Gleichwohl ist die UBA-Forderung politisch brisant – denn eine höhere Besteuerung tierischer Produkte würde unmittelbare Auswirkungen auf die Ernährungsgewohnheiten und damit auf den Lebensstil der Bevölkerung hierzulande haben. Wie schwierig Debatten über den Fleischkonsum sind, hatte sich unter anderem im Bundestagswahlkampf 2013 gezeigt: Damals flog den Grünen ihre Forderung nach einem fleischfreien Tag („Veggi-Day“) in öffentlichen Kantinen um die Ohren. Die erregte Debatte darüber galt als ein Grund, warum die Partei schließlich beim Urnengang schlecht abschnitt.

Die Bundesregierung war am Donnerstag auffällig bemüht, sich von der Forderung der Behörde zu distanzieren. „Das sind die Vorschläge des Umweltbundesamtes, nicht die des Umweltministeriums. Von einigen Einzelmaßnahmen, die enthalten sind, halte ich nichts“, sagte Ressortchefin Barbara Hendricks (SPD). Landwirtschaftsminister Christian Schmidt (CSU) versucht sogar, den Fleischabsatz in Deutschland weiter anzukurbeln.
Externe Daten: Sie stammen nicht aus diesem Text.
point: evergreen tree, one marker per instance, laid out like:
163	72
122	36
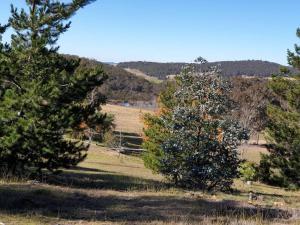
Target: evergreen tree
155	131
43	94
282	165
200	148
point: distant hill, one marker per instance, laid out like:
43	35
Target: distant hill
122	85
229	68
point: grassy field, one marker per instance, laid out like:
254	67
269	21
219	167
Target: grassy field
127	119
111	188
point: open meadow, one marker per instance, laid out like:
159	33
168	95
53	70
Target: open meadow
113	188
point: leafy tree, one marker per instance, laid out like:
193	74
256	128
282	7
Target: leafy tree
200	148
248	171
44	95
282	165
251	96
155	130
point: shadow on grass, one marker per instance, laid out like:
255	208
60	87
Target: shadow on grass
53	202
84	178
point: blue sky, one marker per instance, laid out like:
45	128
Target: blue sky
180	30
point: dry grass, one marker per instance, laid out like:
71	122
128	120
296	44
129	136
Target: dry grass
108	188
111	188
127	119
139	73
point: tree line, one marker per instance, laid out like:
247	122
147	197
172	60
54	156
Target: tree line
229	68
45	97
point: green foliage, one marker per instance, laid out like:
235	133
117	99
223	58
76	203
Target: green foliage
192	142
122	85
229	68
43	94
282	166
251	96
155	131
283	133
248	171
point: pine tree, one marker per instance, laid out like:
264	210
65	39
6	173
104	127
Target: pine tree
43	94
154	130
282	165
200	148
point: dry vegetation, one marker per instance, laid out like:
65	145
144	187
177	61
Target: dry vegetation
108	188
111	188
127	119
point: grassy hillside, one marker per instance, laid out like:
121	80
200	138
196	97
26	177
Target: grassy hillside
122	85
108	188
229	68
127	119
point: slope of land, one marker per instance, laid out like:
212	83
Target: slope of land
127	119
122	85
111	188
139	73
229	68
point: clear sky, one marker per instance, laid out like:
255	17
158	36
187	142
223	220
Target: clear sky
180	30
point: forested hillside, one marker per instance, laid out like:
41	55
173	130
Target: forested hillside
229	68
122	85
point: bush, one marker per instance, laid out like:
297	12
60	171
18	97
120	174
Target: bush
248	171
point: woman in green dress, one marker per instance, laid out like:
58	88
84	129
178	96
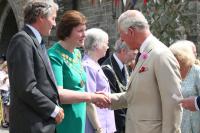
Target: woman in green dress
70	76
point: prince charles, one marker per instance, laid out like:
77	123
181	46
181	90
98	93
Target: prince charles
156	77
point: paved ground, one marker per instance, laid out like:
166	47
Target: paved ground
3	130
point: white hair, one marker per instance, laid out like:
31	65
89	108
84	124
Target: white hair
183	51
132	18
94	38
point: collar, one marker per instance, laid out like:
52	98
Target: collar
118	61
36	33
145	43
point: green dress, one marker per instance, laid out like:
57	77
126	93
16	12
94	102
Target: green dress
70	74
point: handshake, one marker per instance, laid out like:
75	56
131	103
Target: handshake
100	99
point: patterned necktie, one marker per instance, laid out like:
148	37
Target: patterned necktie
42	44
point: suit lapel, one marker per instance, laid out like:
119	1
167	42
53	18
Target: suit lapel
141	61
41	53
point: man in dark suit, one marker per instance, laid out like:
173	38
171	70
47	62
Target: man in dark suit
191	103
34	96
116	71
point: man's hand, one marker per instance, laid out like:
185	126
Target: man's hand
189	103
101	100
60	116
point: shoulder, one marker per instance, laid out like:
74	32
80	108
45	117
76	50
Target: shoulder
55	53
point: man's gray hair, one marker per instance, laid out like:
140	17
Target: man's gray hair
119	45
94	38
132	18
38	8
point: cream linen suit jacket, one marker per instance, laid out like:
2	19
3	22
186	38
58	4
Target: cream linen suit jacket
151	108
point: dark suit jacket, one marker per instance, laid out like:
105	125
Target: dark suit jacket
33	90
198	101
120	113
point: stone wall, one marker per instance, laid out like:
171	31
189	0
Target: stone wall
102	15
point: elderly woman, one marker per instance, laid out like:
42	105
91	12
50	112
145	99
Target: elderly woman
96	45
70	76
190	86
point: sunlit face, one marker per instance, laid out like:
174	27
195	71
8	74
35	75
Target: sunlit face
48	23
102	48
77	35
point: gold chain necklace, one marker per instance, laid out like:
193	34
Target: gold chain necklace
70	62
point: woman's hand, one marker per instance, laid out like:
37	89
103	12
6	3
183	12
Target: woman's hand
101	99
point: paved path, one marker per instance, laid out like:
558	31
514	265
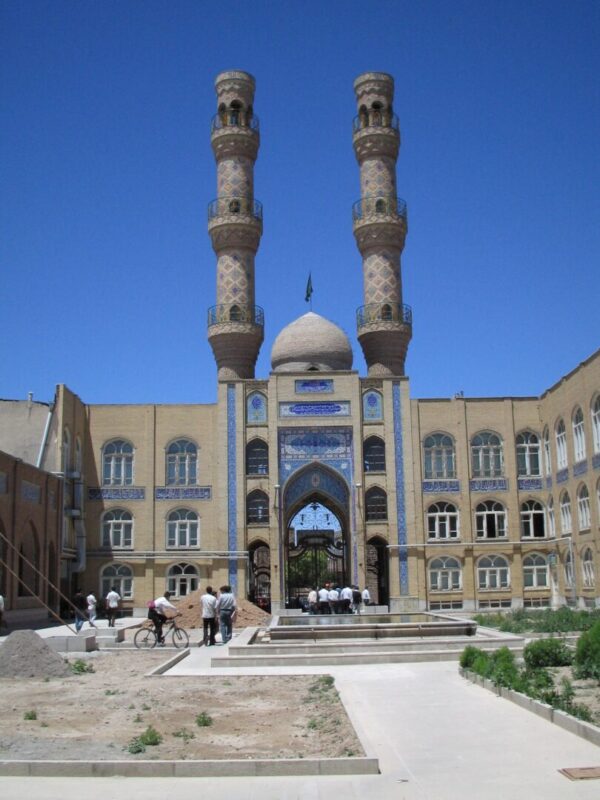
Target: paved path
437	737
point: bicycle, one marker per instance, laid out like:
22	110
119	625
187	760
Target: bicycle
146	637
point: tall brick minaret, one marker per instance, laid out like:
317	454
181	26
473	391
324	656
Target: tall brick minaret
379	223
235	324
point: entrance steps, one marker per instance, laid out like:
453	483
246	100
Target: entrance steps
360	651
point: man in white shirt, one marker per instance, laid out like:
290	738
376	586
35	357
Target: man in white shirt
208	609
323	600
158	615
113	598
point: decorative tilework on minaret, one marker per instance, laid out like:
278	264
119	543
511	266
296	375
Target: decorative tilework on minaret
235	324
380	225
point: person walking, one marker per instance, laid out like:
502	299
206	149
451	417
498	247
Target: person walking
91	608
208	608
80	604
113	598
226	609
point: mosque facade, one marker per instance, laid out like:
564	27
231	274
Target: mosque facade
315	473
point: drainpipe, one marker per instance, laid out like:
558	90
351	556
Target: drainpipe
45	437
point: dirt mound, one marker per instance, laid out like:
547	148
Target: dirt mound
247	614
24	654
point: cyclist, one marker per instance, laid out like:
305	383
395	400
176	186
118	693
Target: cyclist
159	617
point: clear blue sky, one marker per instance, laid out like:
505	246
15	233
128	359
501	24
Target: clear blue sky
107	267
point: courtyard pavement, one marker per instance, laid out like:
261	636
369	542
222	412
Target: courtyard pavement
436	735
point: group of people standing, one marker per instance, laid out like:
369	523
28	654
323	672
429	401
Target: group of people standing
330	599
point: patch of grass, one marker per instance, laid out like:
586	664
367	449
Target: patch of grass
184	734
80	667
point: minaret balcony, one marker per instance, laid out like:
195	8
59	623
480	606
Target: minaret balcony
374	314
237	313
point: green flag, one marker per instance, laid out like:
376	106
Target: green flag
308	288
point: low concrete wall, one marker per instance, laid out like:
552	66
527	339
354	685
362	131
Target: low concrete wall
580	728
191	769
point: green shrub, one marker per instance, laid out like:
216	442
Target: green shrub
547	653
150	737
587	654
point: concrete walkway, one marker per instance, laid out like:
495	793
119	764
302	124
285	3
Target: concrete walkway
437	737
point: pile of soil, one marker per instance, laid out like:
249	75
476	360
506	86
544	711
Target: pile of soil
247	613
24	654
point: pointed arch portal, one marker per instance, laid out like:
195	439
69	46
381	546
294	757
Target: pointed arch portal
316	533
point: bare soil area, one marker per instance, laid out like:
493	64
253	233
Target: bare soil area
97	715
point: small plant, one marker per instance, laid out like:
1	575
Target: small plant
150	737
79	666
184	734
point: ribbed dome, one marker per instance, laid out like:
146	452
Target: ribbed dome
311	342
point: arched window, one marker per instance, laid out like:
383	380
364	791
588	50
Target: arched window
374	454
117	463
490	520
117	529
375	504
583	508
578	435
551	519
372	406
535	571
493	573
257	508
566	525
442	521
547	457
182	579
587	568
257	457
182	463
561	445
121	577
487	458
256	409
568	570
183	528
445	575
439	456
533	523
528	454
596	423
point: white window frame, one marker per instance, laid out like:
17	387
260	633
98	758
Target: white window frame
487	455
587	568
584	516
566	519
493	574
443	521
117	529
117	463
535	572
182	529
562	460
485	512
182	463
578	435
528	454
445	575
122	580
439	457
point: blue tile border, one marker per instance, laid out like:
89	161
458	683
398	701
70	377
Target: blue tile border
231	484
400	502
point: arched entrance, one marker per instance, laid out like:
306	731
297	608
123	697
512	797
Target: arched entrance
316	535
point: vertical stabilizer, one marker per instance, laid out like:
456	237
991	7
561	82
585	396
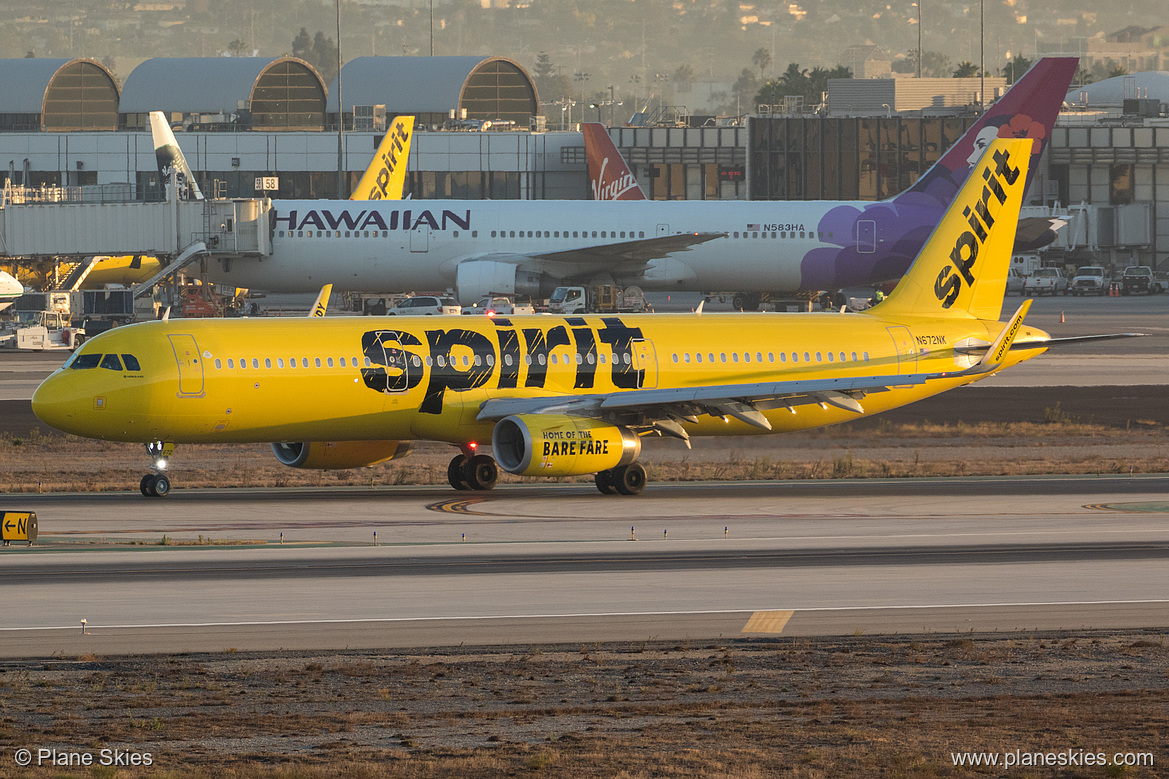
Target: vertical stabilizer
171	159
1026	110
962	268
386	177
322	303
609	176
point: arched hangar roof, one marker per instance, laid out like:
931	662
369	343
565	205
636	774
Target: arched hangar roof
76	94
489	88
281	92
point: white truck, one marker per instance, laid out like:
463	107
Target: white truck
499	305
597	298
1091	280
1045	281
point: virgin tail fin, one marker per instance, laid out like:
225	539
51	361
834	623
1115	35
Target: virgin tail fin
171	160
608	174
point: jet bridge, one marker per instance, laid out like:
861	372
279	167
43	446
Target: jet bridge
167	229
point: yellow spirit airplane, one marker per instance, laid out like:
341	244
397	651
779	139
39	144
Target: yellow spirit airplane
558	395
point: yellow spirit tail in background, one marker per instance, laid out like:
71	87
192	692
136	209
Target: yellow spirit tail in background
386	177
962	268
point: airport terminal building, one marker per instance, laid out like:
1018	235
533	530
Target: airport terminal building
479	135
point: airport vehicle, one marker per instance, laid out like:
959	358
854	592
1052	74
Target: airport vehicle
424	305
1091	280
1139	278
1015	280
597	298
530	247
498	305
1045	281
558	395
9	290
608	173
385	179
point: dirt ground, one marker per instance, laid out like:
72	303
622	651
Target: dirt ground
856	707
853	707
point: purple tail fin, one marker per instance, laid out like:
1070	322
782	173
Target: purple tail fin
1028	110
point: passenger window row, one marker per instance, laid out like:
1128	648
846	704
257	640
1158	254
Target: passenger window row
832	357
813	234
109	362
395	360
351	233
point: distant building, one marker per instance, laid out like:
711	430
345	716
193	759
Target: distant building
927	96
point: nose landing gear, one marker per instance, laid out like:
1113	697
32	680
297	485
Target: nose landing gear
157	483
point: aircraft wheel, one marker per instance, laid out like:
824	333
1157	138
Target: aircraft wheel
481	473
603	480
456	473
629	480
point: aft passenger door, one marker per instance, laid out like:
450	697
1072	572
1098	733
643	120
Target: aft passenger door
191	365
645	364
866	236
906	352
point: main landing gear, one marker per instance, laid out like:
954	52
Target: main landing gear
157	483
474	471
623	480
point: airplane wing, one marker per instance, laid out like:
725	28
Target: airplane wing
630	252
665	409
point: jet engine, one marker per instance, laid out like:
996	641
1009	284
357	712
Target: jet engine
552	445
476	278
337	455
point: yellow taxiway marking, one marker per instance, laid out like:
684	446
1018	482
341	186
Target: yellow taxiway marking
767	622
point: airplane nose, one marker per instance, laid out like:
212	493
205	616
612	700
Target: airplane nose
55	402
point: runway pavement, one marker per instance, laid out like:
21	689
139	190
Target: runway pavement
553	564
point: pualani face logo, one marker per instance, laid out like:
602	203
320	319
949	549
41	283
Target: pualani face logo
461	359
965	253
369	219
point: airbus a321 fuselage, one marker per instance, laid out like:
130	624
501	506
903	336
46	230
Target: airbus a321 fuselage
483	247
558	395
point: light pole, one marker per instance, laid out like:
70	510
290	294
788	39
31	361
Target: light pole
340	114
918	4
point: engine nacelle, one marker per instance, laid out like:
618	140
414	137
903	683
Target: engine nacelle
477	278
339	455
552	445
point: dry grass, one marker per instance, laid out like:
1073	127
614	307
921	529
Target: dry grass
746	708
67	463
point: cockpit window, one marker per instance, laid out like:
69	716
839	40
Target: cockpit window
85	362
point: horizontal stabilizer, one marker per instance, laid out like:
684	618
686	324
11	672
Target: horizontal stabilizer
634	252
1051	342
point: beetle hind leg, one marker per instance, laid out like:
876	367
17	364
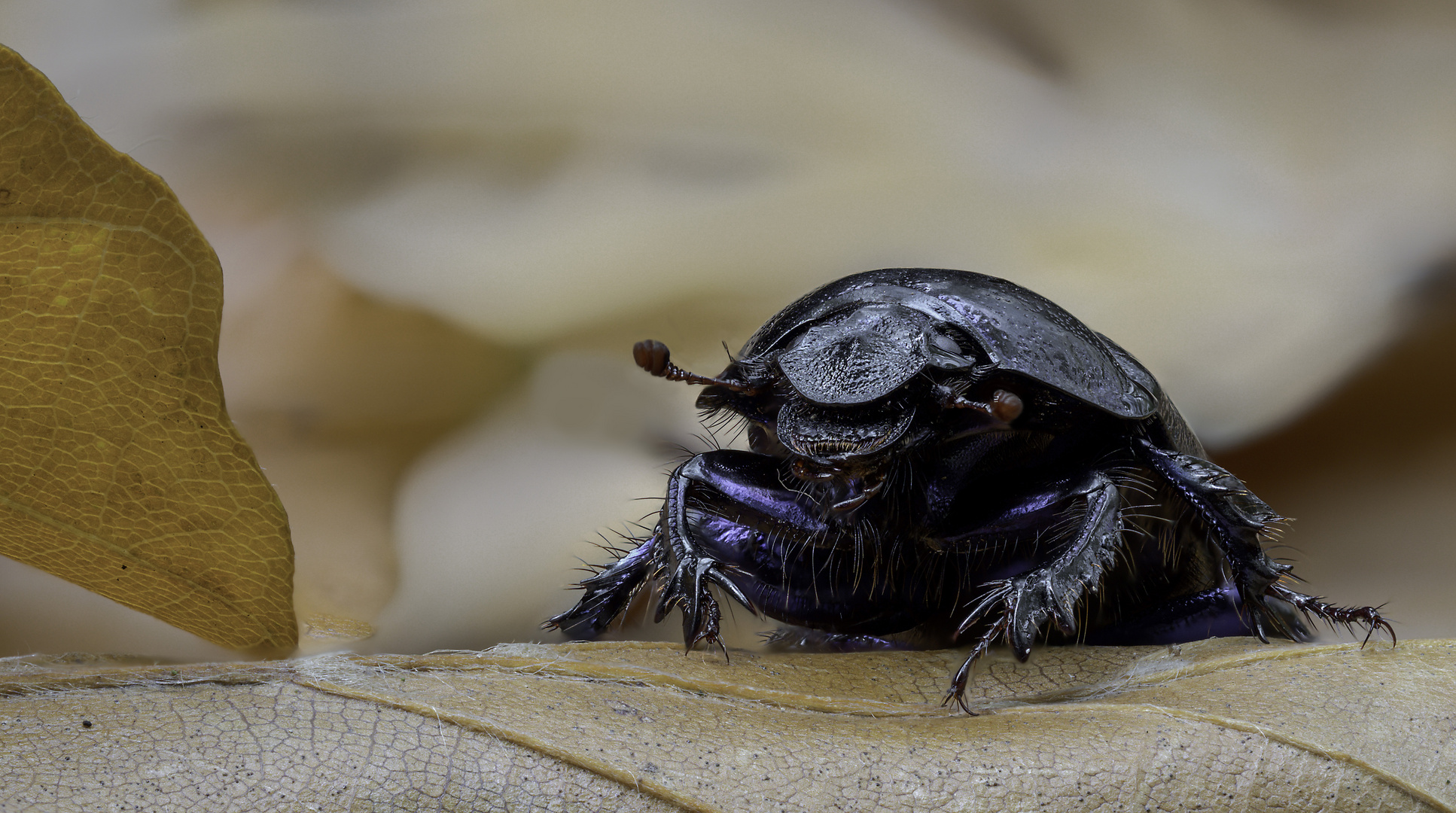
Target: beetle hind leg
1314	607
1241	522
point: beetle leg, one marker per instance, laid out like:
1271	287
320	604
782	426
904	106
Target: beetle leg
1239	520
608	592
692	568
1024	604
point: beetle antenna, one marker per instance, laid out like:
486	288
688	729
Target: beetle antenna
654	358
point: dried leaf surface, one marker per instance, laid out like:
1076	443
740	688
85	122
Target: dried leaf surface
1217	724
121	470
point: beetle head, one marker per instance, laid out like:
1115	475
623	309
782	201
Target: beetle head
849	382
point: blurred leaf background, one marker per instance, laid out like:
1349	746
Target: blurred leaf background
443	225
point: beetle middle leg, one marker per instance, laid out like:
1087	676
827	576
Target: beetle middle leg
1239	520
1021	605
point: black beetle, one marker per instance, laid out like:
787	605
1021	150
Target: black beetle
947	453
Erst kürzlich hatte er gesagt: „Fleisch gehört auf den Speiseplan einer gesunden und ausgewogenen Ernährung, auch in der Kita- und Schulverpflegung.“

Auch der Deutsche Bauernverband wies am Donnerstag die Forderung des UBA zurück. „Eine Strafsteuer auf Lebensmittel, wie vom Umweltbundesamt gefordert, hat keinen positiven Nutzen für das Klima, sondern verteuert vor allem den täglichen Einkauf für die Verbraucher“, erklärte Bauernpräsident Joachim Rukwied. Die Landwirtschaft leiste einen erheblichen Beitrag für den Klimaschutz, die größten Klimasünder seien Energiewirtschaft, Industrie und Verkehr.

Der Grünen-Abgeordnete Thomas Gambke sagte, die Mehrwertsteuer-Ermäßigung für Nahrungsmittel solle einen sozialen Zweck erfüllen. „Lebensmittel sollen auch für Niedrigverdienerinnen und Niedrigverdiener erschwinglich sein. Ich halte eine Differenzierung der Mehrwertsteuersätze im Bereich der Lebensmittel nicht für zielführend.“ Sinnvoller seinen neue Standards in der Landwirtschaft, die Klimaschutz und Tierwohl in den Mittelpunkt stellen.